Bubbles blown by newly formed stars float in the Milky Way. Photo credit: NASA/JPL-Caltech/M. Povich (Penn State)
At the Milky Way Project, the public can see beautiful infrared images of our galaxy taken by the Spitzer Space Telescope. Bubbles, a sign of star formation, float amidst the stars in almost every picture. But the public can do more than just look. By pointing out bubbles and other interesting objects, "citizen scientists" can help astronomers unravel the mysteries of star formation.
Before they released the images to the public, Povich and his collaborators wanted to be sure that the site was ready for general use. That was where Povich's Astronomical Universe class came in.
"We were the guinea pigs because we used the website for a class project before it was launched to the public," said Samantha Krone, a sophomore majoring in management and Spanish. "It was cool to be a part of that."
While the students were testing out the website's interface, they also were learning about star formation.
"The purpose of the class project was to simulate actual research, where the answer is not known, the questions are of real interest to astronomers, and the data are real and not canned," Povich said.
The students found and drew bubbles, such as the one in the image above, using a bubble-drawing tool. Inside the bubbles, newly formed stars heat dust until it glows red in the false-color infrared image. Organic molecules at the edge of the bubble shine in green.
The Milky Way Project's full database contains 12,000 images, and each student looked through 50 images. So why not use a computer to do the same thing?
Richard Kripplebauer, a senior majoring in English, draws bubbles on the Milky Way Project. Photo Credit: M. Povich
"I think the best analogy is that we were doing facial recognition for these star-formation regions," said Richard Kripplebauer, a senior majoring in English and an ROTC cadet. "The human mind can do easily what a computer can't -- look at an image and realize that it's in three dimensions. So humans can still tell it's a bubble even if it's skewed one way or the other."
Not only are humans better at pattern recognition, but there is also power in their numbers.
"Some of the students fretted about whether they were doing this right," Povich said. "The beauty of something like the Milky Way Project is that it doesn't matter because we're relying on measurements made by thousands of people instead of just one person. As long as the students did their best, they were doing it right."

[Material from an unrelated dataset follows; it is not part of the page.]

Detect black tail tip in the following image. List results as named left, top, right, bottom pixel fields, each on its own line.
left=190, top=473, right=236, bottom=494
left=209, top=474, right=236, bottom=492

After drawing and cataloging bubbles, Povich's class completed calculations to learn about the rate of star formation in the Milky Way -- the ultimate goal of astronomers, too.

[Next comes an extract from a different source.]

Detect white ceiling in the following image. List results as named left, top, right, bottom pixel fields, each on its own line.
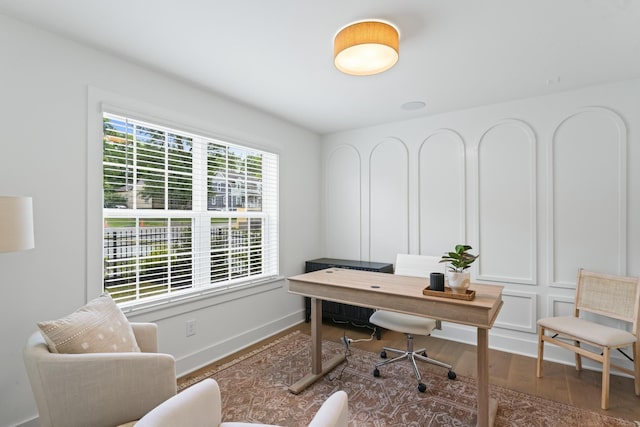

"At the end of the assignment, the students found 10 times more bubbles than have been found by all the previous studies done by trained astronomers," Povich said. "We realized immediately that the Milky Way Project is worth doing. We're going to find a lot more bubbles than before."
The project proved as meaningful to the students as to the scientists.
"It was a humbling experience," Kripplebauer added. "When you look at a star-formation region, and see another behind it, and another behind that, you get a better perspective of where you are in the universe."